A Comprehensive Evaluation of Large Language Models on Temporal Event Forecasting
He Chang, Chenchen Ye, Zhulin Tao, Jie Wu, Zhengmao Yang, Yunshan Ma, Xianglin Huang, Tat-Seng Chua
TL;DR
This work systematically evaluates large language models on text-involved temporal event forecasting by building MidEast-TE-mini, a benchmark combining structured events with accompanying news texts. It compares graph-only, text-only, and graph-text (mixed) methods, investigating prompt design and LoRA-based fine-tuning, plus retrieval-augmented generation with multiple retrievers and scopes. Key findings show that fine-tuning markedly improves performance, raw text input helps little in zero-shot settings, and retrieval modules can capture temporal patterns yet may introduce noise and popularity bias; complex-event retrieval generally yields best results. The study highlights practical directions for future research, including larger, higher-quality benchmarks and better alignment of graph and textual representations within LLMs to advance temporal event forecasting in real-world scenarios.$G_t$ and $\mathbf{G}_{<t}$ formalize the data, and $(S,O,T)$ represents the forecasting target in the formulated MCQ setup.$
Abstract
Recently, Large Language Models (LLMs) have demonstrated great potential in various data mining tasks, such as knowledge question answering, mathematical reasoning, and commonsense reasoning. However, the reasoning capability of LLMs on temporal event forecasting has been under-explored. To systematically investigate their abilities in temporal event forecasting, we conduct a comprehensive evaluation of LLM-based methods for temporal event forecasting.

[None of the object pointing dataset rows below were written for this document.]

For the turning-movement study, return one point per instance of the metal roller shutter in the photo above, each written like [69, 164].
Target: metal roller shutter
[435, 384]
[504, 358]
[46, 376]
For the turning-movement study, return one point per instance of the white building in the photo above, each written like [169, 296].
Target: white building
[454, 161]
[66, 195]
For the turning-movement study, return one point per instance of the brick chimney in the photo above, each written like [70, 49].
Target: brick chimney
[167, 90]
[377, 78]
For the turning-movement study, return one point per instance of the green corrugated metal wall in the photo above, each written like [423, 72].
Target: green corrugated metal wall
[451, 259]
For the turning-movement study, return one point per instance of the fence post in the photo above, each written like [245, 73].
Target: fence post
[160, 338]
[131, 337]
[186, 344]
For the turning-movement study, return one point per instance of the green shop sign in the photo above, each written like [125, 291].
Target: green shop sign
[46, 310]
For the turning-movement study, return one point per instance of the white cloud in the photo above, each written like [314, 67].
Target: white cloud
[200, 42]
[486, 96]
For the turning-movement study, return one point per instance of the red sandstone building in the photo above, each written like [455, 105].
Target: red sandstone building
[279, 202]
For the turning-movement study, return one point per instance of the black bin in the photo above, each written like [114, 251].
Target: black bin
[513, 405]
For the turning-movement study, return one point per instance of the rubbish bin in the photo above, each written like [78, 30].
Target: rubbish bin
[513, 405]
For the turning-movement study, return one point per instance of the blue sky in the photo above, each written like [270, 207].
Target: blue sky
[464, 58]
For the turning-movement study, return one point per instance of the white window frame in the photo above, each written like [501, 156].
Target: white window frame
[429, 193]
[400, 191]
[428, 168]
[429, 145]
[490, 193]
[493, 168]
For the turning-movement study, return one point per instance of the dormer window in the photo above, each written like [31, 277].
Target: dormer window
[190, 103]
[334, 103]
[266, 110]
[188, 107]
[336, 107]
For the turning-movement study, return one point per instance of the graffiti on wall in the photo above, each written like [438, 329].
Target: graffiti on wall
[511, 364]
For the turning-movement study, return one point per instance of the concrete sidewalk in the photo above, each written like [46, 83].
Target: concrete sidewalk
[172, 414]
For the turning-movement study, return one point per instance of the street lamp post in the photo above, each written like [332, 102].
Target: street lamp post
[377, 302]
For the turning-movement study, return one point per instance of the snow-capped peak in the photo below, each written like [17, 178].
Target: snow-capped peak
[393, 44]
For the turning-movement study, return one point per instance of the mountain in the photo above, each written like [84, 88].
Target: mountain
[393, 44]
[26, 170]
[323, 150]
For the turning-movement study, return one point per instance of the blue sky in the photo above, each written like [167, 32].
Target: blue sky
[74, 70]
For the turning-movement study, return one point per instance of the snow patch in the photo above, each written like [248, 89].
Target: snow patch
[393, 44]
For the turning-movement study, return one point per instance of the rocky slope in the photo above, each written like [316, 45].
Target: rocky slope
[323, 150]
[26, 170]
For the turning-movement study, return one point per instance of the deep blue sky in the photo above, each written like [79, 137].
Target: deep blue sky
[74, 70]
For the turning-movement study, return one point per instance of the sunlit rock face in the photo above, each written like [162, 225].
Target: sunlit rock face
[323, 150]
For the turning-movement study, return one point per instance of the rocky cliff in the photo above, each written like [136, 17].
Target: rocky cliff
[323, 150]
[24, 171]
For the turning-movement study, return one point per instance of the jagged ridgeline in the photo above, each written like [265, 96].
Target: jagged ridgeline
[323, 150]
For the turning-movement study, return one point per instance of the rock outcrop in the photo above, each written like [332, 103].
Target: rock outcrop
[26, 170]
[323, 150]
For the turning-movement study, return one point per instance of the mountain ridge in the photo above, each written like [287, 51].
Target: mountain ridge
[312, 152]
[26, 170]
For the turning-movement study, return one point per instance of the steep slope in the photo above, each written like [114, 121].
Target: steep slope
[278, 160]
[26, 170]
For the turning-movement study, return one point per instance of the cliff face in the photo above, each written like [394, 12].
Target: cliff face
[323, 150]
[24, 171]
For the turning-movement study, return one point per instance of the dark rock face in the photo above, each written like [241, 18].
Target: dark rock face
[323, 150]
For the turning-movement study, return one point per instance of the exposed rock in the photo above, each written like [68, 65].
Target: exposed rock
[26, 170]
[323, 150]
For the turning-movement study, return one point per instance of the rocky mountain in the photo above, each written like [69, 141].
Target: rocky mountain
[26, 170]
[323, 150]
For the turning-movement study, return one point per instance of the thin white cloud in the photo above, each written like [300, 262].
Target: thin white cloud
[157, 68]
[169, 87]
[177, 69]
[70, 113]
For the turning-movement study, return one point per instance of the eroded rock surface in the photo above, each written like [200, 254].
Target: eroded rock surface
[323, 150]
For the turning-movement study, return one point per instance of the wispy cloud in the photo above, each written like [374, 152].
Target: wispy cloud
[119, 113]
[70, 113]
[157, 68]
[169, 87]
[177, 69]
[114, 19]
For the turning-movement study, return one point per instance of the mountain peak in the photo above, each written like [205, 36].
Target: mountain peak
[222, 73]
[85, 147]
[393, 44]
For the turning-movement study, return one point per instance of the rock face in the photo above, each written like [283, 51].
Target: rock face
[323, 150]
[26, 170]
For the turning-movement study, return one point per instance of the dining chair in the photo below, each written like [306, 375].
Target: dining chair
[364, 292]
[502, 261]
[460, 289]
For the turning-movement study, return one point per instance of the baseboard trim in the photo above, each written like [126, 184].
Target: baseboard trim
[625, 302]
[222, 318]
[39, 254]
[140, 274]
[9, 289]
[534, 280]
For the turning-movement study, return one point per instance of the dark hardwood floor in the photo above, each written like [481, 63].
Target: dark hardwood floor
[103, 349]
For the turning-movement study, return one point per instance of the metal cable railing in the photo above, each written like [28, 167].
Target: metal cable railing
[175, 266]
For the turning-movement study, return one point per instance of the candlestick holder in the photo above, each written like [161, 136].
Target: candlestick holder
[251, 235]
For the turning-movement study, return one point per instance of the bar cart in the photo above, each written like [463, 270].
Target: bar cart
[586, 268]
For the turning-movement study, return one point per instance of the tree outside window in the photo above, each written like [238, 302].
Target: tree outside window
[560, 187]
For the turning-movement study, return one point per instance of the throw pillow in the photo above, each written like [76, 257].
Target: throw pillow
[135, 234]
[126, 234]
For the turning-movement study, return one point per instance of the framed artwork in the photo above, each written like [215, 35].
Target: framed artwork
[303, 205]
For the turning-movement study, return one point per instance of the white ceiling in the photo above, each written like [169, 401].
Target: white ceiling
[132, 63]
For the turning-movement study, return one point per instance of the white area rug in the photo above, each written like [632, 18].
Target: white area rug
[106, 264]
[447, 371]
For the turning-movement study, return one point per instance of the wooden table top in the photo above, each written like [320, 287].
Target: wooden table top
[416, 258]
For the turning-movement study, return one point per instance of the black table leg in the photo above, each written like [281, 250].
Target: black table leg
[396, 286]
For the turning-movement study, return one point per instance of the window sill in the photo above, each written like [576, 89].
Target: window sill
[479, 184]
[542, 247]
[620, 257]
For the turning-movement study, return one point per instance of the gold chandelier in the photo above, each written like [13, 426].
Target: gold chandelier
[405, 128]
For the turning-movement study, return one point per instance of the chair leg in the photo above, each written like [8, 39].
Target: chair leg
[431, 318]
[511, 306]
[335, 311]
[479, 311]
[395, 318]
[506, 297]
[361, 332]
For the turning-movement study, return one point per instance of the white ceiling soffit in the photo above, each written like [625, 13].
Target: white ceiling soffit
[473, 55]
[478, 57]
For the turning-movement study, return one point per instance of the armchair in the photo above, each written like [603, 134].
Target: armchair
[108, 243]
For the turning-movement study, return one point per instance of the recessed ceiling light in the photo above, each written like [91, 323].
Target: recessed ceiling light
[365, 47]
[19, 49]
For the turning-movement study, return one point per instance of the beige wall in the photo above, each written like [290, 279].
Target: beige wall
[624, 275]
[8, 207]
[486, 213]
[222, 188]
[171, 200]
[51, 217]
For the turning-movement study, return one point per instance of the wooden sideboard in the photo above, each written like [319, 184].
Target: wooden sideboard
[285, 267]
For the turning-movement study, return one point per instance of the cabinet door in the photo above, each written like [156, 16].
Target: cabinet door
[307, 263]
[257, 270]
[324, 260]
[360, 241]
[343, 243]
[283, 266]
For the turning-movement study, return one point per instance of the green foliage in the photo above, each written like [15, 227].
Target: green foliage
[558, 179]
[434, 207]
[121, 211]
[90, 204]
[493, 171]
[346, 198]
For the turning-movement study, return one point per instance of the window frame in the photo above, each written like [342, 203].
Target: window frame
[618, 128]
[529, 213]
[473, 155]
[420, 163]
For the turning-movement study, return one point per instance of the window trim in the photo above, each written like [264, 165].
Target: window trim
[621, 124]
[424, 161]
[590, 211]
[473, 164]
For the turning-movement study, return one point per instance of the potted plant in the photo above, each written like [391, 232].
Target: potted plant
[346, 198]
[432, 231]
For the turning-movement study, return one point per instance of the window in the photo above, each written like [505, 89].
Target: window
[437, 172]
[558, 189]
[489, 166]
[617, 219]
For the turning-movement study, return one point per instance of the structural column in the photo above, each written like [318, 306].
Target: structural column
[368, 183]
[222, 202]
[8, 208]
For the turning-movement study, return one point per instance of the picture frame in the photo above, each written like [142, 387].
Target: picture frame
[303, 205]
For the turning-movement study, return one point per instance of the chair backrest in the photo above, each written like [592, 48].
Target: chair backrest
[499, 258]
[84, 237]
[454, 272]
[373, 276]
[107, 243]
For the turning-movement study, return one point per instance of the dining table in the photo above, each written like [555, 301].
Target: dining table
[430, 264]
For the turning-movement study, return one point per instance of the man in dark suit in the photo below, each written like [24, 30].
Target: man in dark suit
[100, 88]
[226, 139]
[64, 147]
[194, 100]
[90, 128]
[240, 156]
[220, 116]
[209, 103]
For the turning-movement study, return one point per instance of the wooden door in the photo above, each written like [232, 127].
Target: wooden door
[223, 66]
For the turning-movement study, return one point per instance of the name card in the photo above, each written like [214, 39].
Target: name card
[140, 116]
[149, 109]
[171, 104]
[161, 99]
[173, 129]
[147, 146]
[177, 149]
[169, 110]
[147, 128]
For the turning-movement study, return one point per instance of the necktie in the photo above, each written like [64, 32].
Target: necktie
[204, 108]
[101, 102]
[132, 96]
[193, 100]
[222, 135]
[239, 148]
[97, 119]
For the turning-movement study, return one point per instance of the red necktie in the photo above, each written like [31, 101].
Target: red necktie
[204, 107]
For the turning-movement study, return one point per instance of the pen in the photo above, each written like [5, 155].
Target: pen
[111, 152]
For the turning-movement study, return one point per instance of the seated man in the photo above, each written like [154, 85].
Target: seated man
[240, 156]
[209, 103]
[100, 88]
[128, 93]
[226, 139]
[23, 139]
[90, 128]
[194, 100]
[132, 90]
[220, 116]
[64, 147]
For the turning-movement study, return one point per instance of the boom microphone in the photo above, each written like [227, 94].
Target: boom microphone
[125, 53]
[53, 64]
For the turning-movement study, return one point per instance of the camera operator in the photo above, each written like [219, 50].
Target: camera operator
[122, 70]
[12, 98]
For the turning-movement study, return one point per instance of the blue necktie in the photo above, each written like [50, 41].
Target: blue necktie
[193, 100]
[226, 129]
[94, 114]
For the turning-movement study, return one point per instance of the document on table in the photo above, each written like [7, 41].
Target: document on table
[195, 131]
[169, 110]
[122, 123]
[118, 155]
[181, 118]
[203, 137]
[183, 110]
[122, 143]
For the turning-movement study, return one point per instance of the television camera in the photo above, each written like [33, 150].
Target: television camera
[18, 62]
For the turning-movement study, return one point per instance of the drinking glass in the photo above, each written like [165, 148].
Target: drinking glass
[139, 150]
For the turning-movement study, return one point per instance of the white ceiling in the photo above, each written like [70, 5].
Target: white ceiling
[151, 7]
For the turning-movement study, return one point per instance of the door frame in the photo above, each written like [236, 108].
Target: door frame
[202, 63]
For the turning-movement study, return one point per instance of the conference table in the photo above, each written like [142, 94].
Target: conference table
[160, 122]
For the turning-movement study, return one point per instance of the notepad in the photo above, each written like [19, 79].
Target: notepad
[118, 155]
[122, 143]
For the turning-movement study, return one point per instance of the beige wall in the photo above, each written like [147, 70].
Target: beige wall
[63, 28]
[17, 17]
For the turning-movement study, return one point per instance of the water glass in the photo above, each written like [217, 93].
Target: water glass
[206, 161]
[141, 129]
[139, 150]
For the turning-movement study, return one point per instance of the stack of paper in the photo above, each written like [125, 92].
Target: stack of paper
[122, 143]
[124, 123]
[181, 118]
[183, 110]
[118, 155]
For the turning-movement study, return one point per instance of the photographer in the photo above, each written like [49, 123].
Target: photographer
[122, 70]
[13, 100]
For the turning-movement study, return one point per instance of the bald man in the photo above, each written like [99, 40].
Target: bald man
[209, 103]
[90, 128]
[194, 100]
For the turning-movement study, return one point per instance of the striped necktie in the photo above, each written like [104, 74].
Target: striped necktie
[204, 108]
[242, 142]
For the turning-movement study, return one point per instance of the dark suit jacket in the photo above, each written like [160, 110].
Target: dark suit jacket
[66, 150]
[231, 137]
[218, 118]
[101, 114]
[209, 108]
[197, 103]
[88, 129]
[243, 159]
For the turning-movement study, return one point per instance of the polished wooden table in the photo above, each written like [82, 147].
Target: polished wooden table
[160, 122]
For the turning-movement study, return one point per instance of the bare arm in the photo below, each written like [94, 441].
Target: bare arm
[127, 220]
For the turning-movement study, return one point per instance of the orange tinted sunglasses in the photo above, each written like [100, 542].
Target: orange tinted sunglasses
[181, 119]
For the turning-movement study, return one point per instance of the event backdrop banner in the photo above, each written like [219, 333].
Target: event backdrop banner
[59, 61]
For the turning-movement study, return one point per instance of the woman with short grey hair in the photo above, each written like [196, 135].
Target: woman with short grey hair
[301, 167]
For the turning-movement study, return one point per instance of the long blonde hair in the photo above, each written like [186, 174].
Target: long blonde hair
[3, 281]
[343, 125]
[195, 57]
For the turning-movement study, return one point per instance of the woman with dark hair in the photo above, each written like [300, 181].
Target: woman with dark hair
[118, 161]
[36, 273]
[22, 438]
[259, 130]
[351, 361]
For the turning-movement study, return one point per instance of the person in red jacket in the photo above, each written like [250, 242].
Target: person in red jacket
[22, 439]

Due to the lack of a high-quality dataset that involves both graph and textual data, we first construct a benchmark dataset, named MidEast-TE-mini. Based on this dataset, we design a series of baseline methods, characterized by various input formats and retrieval augmented generation (RAG) modules. From extensive experiments, we find that directly integrating raw texts into the input of LLMs does not enhance zero-shot extrapolation performance. In contrast, fine-tuning LLMs with raw texts can significantly improve performance. Additionally, LLMs enhanced with retrieval modules can effectively capture temporal relational patterns hidden in historical events. However, issues such as popularity bias and the long-tail problem persist in LLMs, particularly in the retrieval-augmented generation (RAG) method. These findings not only deepen our understanding of LLM-based event forecasting methods but also highlight several promising research directions. We consider that this comprehensive evaluation, along with the identified research opportunities, will significantly contribute to future research on temporal event forecasting through LLMs.